Un "no" viene con condiciones
La ley trata un "no" como una decisión formal — la escuela tiene que explicarse, y usted tiene varias vías claras hacia adelante. Cuando rechaza evaluar a su hijo, está obligada a darle un aviso previo por escrito: una explicación escrita que debe exponer qué decidió la escuela, las razones específicas detrás de la negativa, y la información en la que se basó. Un "no creemos que lo necesite" verbal no basta; le corresponden las razones en papel.
Responda la negativa con evidencia
Una vez que tenga esas razones por escrito, léalas con atención, porque le dicen exactamente dónde insistir. A menudo una negativa se apoya en la idea de que no hay suficiente evidencia de un problema — lo que significa que más evidencia es su mejor siguiente jugada. Una negativa respondida con datos concretos es mucho más difícil de repetir.
- Muestras de trabajo escolar con dificultades.
- Una nota de su pediatra.
- Un registro de tareas no entregadas o incidentes de comportamiento.
Un punto que causa confusión
Quizá haya oído del derecho a una evaluación independiente pagada por la escuela. Ese derecho aplica cuando la escuela ya evaluó a su hijo y usted no está de acuerdo con sus resultados — no cuando la escuela se ha negado a evaluar del todo. Así que si aún no ha habido una evaluación, una independiente con fondos públicos no es la herramienta para esta situación.

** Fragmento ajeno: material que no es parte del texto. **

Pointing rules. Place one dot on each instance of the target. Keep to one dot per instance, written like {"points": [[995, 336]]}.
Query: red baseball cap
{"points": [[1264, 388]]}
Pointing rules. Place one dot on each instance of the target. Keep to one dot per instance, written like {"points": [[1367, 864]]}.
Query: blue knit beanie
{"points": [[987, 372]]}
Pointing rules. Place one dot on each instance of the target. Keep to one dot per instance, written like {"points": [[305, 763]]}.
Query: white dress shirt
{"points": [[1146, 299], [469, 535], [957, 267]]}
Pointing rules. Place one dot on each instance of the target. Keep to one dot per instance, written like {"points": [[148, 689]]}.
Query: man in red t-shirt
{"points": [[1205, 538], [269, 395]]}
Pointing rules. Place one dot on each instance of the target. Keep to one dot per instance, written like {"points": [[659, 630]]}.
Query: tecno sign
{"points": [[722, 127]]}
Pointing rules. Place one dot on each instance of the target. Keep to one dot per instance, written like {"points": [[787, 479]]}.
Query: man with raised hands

Si volver a presentar la solicitud no funciona
Todavía tiene opciones formales, cada una con su propio proceso. Rara vez necesita recurrir a la más fuerte de estas, pero existen precisamente para que el "no" de una escuela pueda ser revisado por alguien fuera del edificio.
- Solicitar mediación, donde una persona neutral les ayuda a usted y a la escuela a llegar a un acuerdo.
- Presentar una queja ante la agencia de educación de su estado para revisar si la escuela cumplió sus obligaciones.
- Solicitar una audiencia de debido proceso para impugnar formalmente la negativa.
La vía práctica: insistencia tranquila
Para la mayoría de las familias, la vía es la insistencia tranquila: obtenga la negativa por escrito, respóndala con evidencia concreta, y mantenga todo fechado. Una simple carta para volver a presentar la solicitud puede reiniciar la conversación.
El [fecha] solicité una evaluación y recibí una negativa por escrito. Desde entonces he reunido los ejemplos adjuntos de las dificultades de lectura de mi hijo. Renuevo mi solicitud de una evaluación completa y quisiera que el equipo la reconsidere.
Insistente, documentada y específica — esa combinación es la que más a menudo logra que se mire a un niño que batalla.
Información general y preparación de documentos — no es asesoría legal.